Hv issue719 job manager threaded job start
@soxofaan maybe good to rediscuss from this point (local unit tests are passing)
by the way, I don't think you had to create a new PR, you just could have continued on https://github.com/Open-EO/openeo-python-client/pull/730 by pushing to its feature branch (we now have three open PRs for this feature I think, which gets a bit messy)
worked on your initial comments @soxofaan
currently checking why some unit tests are not passing
@soxofaan I do not think the failing unit test in 3.11 are due to my changes?
indeed, that problem has been fixed on master by now
One issue I still see now and want to resolve is that currently launching jobs (to queue them for start) is still tied in to the backend load.
This means than when running at full capacity you will not already 'precreate jobs' which can instantly start running
when running at full capacity you will not already 'precreate jobs' which can instantly start running
I'm not sure that pre-creating jobs instead of on the fly like we currently do will make that big of a difference as the time to create a job is usually negligible compared to the required time to start a job. Or do you experience different timings?
@soxofaan adjusted the unit tests and resolved the small bugs.
I also proposed to split off the _JobManagerWorkerThread
to allow it in the future to also contain alternative threads for downloading, jobworkerthreadpools, .....
@soxofaan as discussed, removed the queues from the design and using the internal threadpool queues.
@soxofaan not sure why these test are failing, but I think the code is at a good point to reevaluate.
Uncertain wheter we need to post process after shutting down the worker pool, given the
while ( sum( job_db.count_by_status( statuses=["not_started", "created", "queued", "queued_for_start", "running"] ).values()
loop.
As long if we have not started or queued for start states (on which the postprocessing would touch, we remain in the loop)
Uncertain wheter we need to post process after shutting down the worker pool, given the
good point, however, that probably only works out now with doing the start in a side thread. Once we add threaded result downloading or other features, that while(sum(...)) is not going to guarantee that all the (side) work is done yet.
@soxofaan ready for review
Ran a small stress test for 30 short lived jobs (10 parallel jobs).
Total time (standard): 2728.00 seconds Total time (threaded): 2147.00 seconds Total time gain: 581.00 seconds (21.30% faster)
So the time between creating a job and running a job became 20% shorter. This does need to put in perspective that these gains are small vs the actual duration of entire openEO jobs...
FYI: I merged master in your feature branch hv_issue719-job-manager-threaded-job-start to trigger a new build
(just pushed a merge of master to resolve conflict and trigger a test rerun)
ok tests pass again :partying_face:
some remaining todos
- [x] changelog entry covering both the threaded aspect, as well as the new API
JobDatabaseInterface.get_by_indicesfor job db implementers to implement - [x] double check the lost sleep in the dummy task (see higher)

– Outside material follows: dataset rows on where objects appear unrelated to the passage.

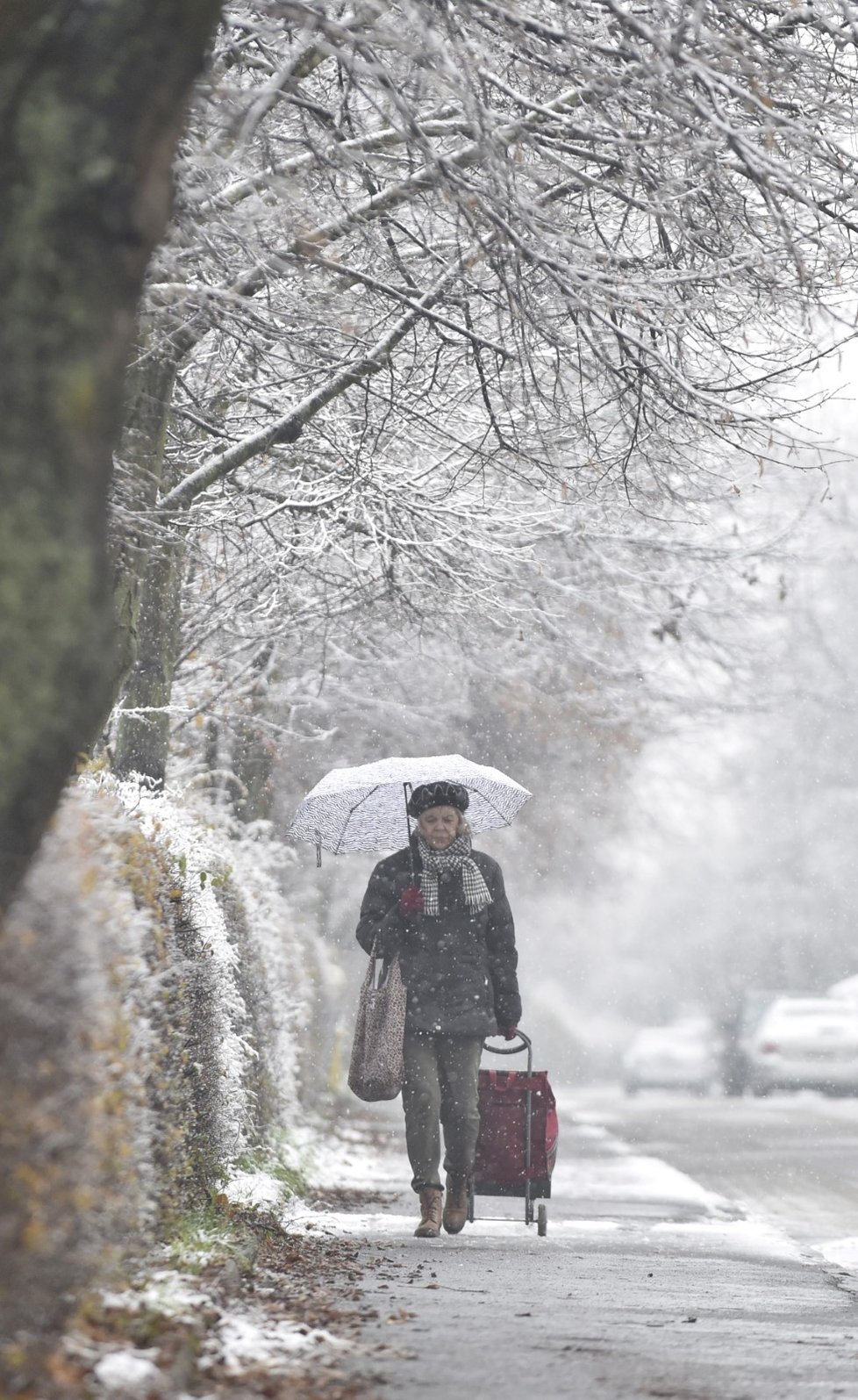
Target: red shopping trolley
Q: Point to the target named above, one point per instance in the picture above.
(518, 1136)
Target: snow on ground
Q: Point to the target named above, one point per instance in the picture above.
(251, 1339)
(598, 1188)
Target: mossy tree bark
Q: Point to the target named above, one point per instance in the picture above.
(91, 103)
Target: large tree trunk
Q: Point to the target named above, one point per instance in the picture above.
(139, 477)
(91, 101)
(145, 722)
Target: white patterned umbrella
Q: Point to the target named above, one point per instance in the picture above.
(364, 808)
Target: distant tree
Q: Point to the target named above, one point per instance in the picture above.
(567, 245)
(91, 105)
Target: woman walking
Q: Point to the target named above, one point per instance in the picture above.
(442, 908)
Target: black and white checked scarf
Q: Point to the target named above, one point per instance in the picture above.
(442, 864)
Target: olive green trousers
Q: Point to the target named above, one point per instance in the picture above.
(440, 1091)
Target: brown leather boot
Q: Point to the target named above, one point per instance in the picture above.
(455, 1206)
(430, 1213)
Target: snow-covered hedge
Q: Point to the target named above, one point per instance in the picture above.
(155, 1006)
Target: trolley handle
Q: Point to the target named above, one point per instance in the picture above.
(514, 1049)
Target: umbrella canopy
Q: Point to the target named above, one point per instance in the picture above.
(364, 808)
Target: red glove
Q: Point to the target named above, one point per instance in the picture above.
(411, 901)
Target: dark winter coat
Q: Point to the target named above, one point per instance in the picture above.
(460, 967)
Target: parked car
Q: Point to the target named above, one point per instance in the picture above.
(736, 1030)
(805, 1044)
(682, 1056)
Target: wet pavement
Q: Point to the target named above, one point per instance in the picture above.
(653, 1282)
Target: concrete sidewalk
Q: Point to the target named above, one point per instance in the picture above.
(646, 1286)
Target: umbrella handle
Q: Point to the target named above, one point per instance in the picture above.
(406, 793)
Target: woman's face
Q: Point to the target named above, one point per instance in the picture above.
(440, 826)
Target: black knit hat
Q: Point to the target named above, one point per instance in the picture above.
(439, 794)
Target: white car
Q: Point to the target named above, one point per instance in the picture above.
(805, 1044)
(671, 1058)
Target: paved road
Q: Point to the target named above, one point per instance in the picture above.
(791, 1158)
(646, 1286)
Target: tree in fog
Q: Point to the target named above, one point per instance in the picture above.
(89, 110)
(425, 249)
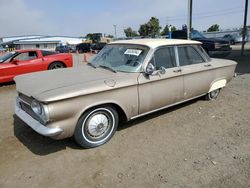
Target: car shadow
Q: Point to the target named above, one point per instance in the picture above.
(41, 145)
(156, 114)
(7, 84)
(243, 66)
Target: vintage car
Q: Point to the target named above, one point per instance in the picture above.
(126, 80)
(26, 61)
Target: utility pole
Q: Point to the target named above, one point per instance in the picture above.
(244, 29)
(115, 31)
(189, 25)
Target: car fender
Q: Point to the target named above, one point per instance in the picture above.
(218, 84)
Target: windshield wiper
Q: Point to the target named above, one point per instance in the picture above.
(109, 68)
(90, 64)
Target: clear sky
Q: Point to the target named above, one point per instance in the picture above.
(79, 17)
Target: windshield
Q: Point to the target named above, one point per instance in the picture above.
(121, 57)
(6, 56)
(197, 35)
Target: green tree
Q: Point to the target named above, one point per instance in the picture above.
(130, 33)
(89, 36)
(165, 31)
(143, 30)
(151, 28)
(213, 28)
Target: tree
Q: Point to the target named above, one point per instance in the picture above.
(213, 28)
(143, 30)
(151, 28)
(165, 31)
(130, 33)
(89, 36)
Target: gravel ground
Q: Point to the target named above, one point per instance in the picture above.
(196, 144)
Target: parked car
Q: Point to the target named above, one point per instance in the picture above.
(233, 38)
(2, 49)
(126, 80)
(83, 47)
(26, 61)
(98, 46)
(63, 49)
(214, 47)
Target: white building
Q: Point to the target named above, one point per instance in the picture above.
(39, 41)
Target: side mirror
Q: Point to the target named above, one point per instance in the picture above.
(150, 69)
(14, 61)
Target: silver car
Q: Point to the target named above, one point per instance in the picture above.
(126, 80)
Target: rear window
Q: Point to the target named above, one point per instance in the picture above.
(188, 56)
(46, 53)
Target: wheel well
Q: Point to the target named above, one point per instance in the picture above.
(57, 62)
(122, 115)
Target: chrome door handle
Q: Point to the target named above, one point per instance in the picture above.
(178, 70)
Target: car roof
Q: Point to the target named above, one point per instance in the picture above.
(154, 43)
(26, 50)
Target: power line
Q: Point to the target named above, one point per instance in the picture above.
(205, 15)
(208, 13)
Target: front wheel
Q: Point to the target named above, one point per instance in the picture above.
(212, 94)
(96, 127)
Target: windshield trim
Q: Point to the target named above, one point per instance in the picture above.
(139, 68)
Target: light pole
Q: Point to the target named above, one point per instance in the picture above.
(244, 28)
(189, 25)
(115, 30)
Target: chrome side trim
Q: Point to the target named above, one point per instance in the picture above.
(35, 125)
(146, 113)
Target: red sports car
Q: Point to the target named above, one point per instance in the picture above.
(26, 61)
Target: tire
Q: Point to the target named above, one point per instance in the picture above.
(96, 127)
(56, 65)
(212, 95)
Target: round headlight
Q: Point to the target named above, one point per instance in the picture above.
(36, 107)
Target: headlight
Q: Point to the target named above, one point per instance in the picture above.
(40, 110)
(36, 107)
(217, 45)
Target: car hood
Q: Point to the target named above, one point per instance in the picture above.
(54, 85)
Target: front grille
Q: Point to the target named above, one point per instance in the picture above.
(25, 102)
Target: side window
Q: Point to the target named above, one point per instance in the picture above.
(26, 56)
(164, 57)
(189, 56)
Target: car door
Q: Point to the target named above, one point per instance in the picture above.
(164, 86)
(196, 70)
(24, 62)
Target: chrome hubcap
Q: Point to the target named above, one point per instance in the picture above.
(214, 94)
(97, 125)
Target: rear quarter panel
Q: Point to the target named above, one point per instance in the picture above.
(223, 69)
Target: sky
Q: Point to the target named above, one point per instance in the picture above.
(80, 17)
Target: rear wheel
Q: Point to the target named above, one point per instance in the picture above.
(96, 127)
(213, 94)
(56, 65)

Awesome; shall I pick up here for the lost sleep dummy task?
I was already looking into DummyTask anyway, because my IDE (pycharm) flags some issues about writing to read-only attributes
FYI: as this is a very long running PR with messy history, I tried to rebase the feature branch of this PR to clean it up a bit (e.g. commit squashing) to improve the signal-noise ratio and created PR #806 . The diff is practically identical to #736 (except for one empty line).
The discussion can stay here (#736), but #806 will be merged in the end
ok, I decided to merge this (through PR #806) in 41710047e0f02ba546de14390f1d390b0e2f6a5b :partying_face: